The Nubian was at my side that night, and I noticed him kissing his necklace. 'Amr wore an identical one.
I took a deep breath and shut my eyes closed for a brief moment. Qusayy had taught me a prayer to use in times of impending peril.
Save me, Hubal, or else I'm damned and doomed to die.
It was a prayer I found great comfort in, but I could not word it out any longer.
The Romans emerged on our side of the ditch, the shields of the first rank facing the apparently sleeping Muslims. The formation's flanks were vulnerable, untended to by shield or any semblance of protection.
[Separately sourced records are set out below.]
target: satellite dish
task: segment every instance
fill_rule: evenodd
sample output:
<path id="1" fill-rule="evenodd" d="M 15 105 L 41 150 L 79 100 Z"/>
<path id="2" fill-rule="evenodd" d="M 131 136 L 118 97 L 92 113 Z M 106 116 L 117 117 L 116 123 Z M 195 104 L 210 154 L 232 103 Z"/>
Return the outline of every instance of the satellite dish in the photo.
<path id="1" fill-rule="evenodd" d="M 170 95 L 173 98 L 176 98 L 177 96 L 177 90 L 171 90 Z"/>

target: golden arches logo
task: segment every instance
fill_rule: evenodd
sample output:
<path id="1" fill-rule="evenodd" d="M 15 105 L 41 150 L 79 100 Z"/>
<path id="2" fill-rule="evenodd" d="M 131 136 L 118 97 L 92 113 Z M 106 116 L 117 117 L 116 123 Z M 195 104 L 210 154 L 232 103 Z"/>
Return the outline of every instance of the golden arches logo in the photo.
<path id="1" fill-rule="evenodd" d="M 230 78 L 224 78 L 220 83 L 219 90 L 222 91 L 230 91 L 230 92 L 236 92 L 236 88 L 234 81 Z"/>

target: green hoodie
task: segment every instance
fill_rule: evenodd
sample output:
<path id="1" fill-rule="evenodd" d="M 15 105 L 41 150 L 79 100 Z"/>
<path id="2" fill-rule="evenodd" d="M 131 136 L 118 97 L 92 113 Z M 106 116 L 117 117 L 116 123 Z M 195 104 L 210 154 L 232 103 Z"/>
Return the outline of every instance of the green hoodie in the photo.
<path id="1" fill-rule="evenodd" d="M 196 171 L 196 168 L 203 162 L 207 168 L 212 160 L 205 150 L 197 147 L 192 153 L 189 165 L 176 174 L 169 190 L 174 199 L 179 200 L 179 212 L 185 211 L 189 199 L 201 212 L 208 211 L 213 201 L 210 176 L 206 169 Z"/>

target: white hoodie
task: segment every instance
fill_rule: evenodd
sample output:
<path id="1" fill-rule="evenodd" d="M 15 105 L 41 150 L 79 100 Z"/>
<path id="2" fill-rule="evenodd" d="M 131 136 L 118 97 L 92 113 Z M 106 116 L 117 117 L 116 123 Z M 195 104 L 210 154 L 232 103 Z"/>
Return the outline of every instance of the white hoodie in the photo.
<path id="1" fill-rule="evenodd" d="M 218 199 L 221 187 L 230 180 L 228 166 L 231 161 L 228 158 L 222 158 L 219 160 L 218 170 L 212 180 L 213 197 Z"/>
The Romans were at arm's length now, shuffling forward. I caught my breath and gripped my sword's hilt when the first line of shields passed me by.
Now.
I pounced forward with a wordless cry, sweeping my sword in a wide arc as I slammed my shield into the side of a bamboozled Roman soldier. My men at my back followed suit and crashed into the testudo's flank. Our counterparts on the other side mirrored our attack and we caught them in a pincer.
I was too immersed in the slaughter to pay heed to the fighting elsewhere, but the men led by Zubayr, feigning sleep or reclining at their campfires must have sprung into action at the same time, raining their spears and swords down onto the wavering shields of the packed first line. The Romans were crushed from three sides.
They put up feeble resistance and we made short work of them.
We had ambushed the ambushers.
Thus, we saw the might of the Babylon garrison fade and wane. They troubled us no longer after that skirmish, though I was wounded in my shoulder, a shallow cut. Nevertheless, Zubayr insisted on having it tended to immediately and see my every need catered for in his very own tent, until I recovered.
"Consider it a reward for a task well fulfilled," he said, much to ibn al-'Aas' chagrin. The tension between us only grew by the day; we spoke few words of hostility to one another, but our eyes expressed what our tongues could not.
But then, I would look up at the moon. I would look up at the moon and wonder if Mundhir was doing so as well.
"Wallowing and whimpering, high above," said the poem. "Waiting in his misery, for when he is found,
He will topple down to the cove."
I'll find that damned poet, I thought. And shove the note up his cove.